# Tessera Storage Performance

Tessera is designed to scale to meet the needs of most currently envisioned workloads in a cost-effective manner.

All storage backends have been tested to meet the write-throughput of CT-scale loads without issue.
The read API of Tessera based logs scales extremely well due to the immutable resource based approach used, which allows for:
1. Aggressive caching to be applied, e.g. via CDN
2. Horizontal scaling of read infrastructure (e.g. object storage)[^1]

[^1]: The MySQL storage backend is different to the others in that reads must be served via the personality rather than directly,
      however, due to changes in how MySQL is used compared to Trillian v1, read performance should be far better, and _could_ still
      be scaled horizontally with additional MySQL read replicas & read-only personality instances.

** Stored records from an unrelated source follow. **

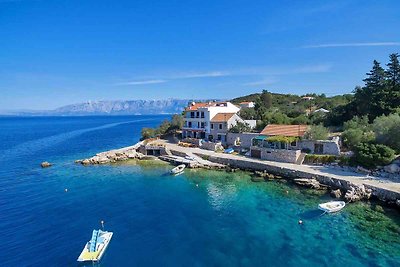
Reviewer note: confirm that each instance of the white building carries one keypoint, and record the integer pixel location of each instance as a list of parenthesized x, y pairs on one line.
[(198, 118), (247, 104)]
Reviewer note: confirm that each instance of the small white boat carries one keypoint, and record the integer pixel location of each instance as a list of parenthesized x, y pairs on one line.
[(190, 158), (95, 248), (332, 206), (178, 169)]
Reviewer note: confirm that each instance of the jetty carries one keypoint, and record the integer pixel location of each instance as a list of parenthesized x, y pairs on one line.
[(343, 182)]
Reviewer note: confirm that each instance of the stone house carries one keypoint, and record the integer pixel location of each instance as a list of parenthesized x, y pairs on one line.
[(220, 125), (285, 143), (211, 121)]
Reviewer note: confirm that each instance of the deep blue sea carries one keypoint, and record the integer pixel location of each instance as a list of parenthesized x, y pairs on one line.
[(199, 218)]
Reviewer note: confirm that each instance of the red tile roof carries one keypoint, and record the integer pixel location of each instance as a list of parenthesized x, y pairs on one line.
[(222, 117), (285, 130), (195, 106)]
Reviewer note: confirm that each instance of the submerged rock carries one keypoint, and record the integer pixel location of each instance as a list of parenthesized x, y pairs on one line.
[(392, 168), (45, 164), (356, 193), (312, 183), (336, 193), (257, 179)]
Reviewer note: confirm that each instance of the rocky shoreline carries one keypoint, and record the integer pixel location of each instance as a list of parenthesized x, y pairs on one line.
[(340, 188), (113, 156)]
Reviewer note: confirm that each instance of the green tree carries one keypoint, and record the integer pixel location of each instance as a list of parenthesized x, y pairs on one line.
[(372, 155), (248, 114), (356, 131), (393, 77), (163, 128), (393, 71), (266, 98), (387, 130), (240, 127), (276, 118), (176, 122), (301, 119), (148, 133), (316, 132)]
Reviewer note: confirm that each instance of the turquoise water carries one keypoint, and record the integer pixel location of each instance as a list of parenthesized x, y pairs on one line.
[(199, 218)]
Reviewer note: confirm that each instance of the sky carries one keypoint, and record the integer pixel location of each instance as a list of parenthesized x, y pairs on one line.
[(54, 53)]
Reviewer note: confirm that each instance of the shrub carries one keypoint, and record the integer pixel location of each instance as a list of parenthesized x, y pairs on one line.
[(371, 155), (317, 132), (319, 159), (387, 130), (148, 133), (240, 127), (352, 137)]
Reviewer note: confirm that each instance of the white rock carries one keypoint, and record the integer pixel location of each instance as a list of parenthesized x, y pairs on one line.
[(392, 168)]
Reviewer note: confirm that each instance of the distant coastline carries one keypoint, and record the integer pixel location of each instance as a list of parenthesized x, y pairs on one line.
[(109, 108)]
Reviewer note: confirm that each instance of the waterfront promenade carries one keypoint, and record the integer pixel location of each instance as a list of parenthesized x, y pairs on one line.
[(383, 188)]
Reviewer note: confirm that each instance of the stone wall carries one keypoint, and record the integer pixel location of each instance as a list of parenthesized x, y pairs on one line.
[(211, 146), (281, 155), (251, 164), (245, 139), (330, 147)]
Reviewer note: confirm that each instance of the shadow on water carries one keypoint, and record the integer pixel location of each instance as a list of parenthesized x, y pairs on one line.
[(311, 214), (30, 147)]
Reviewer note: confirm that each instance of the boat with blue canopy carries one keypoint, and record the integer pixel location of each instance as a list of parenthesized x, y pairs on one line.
[(95, 248)]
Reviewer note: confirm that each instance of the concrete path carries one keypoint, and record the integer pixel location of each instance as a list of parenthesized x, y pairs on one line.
[(333, 172)]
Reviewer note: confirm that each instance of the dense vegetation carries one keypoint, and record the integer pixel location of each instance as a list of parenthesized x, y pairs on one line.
[(369, 118)]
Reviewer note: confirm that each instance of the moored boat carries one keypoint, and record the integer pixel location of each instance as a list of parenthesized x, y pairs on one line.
[(332, 206), (178, 169), (95, 248)]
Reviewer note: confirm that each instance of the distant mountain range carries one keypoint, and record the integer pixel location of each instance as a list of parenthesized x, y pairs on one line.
[(117, 107)]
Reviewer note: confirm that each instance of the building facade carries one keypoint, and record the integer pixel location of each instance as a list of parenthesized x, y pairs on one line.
[(209, 121), (266, 147)]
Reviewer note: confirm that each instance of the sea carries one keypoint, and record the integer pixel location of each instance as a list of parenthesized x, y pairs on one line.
[(198, 218)]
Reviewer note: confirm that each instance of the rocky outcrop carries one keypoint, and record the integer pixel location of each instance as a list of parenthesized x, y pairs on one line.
[(336, 193), (311, 183), (356, 193), (113, 156), (265, 175), (45, 164), (392, 168)]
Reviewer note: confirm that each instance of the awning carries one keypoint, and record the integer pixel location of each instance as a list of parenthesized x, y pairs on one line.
[(260, 137)]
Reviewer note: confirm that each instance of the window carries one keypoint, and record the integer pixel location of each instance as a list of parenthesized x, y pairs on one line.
[(318, 148)]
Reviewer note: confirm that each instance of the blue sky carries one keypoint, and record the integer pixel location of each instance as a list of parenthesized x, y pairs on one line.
[(59, 52)]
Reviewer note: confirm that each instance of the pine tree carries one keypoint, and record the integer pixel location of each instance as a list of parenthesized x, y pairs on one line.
[(376, 77), (371, 99), (393, 71), (266, 99), (393, 77)]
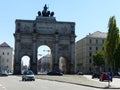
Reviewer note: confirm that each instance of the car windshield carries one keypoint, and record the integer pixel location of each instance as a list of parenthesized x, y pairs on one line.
[(28, 73)]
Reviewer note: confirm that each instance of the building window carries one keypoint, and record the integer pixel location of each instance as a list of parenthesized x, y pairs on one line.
[(103, 41), (90, 54), (102, 48), (96, 48), (96, 41), (90, 48), (7, 60), (8, 53), (90, 61)]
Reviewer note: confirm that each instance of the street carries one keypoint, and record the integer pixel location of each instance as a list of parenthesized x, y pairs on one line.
[(15, 83)]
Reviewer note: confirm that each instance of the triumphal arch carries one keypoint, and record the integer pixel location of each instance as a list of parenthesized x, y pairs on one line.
[(44, 30)]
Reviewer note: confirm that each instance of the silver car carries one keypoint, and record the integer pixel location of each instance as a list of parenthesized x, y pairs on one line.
[(28, 75)]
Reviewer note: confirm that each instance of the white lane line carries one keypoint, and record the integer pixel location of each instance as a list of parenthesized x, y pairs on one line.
[(4, 88)]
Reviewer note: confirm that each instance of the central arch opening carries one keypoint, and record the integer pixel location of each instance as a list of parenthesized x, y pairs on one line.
[(44, 57), (25, 63)]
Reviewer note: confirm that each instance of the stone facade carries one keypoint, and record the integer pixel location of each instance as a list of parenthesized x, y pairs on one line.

Below are some indicative figures which show the rough scale of performance we've seen from deploying Tessera conformance
binaries in various environments.

## Performance factors

### Resources

Exact performance numbers are highly dependent on the exact infrastructure being used (e.g. storage type & locality, host resources
of the machine(s) running the personality binary, network speed and weather, etc.)  If in doubt, you should run your own performance
tests on infrastructure which is as close as possible to that which will ultimately be used to run the log in production.
The [conformance binaries](/cmd/conformance) and [hammer tool](/internal/hammer) are designed for this kind of performance testing.

### Antispam

Antispam is a feature which does best effort deduplication of incoming entries. While cheaper than _strong atomic_ deduplication would
be, it is still a somewhat expensive operation in terms of both storage and throughput.
Not all personality designs will require it, so Tessera is built such that you only incur these costs if they are necessary
for your design.

Leaving antispam disabled will greatly increase the throughput of the log, and decrease CPU and storage costs.


## Backends

The currently supported storage backends are listed below, with a rough idea of the expected performance figures.
Individual storage implementations may have more detailed information about performance in their respective directories.

### GCP

The main lever for cost vs performance on GCP is Spanner, in the form of "Performance Units" (PUs).
PUs can be allocated in blocks of 100, and 1000 PUs is equivalent to 1 Spanner Server.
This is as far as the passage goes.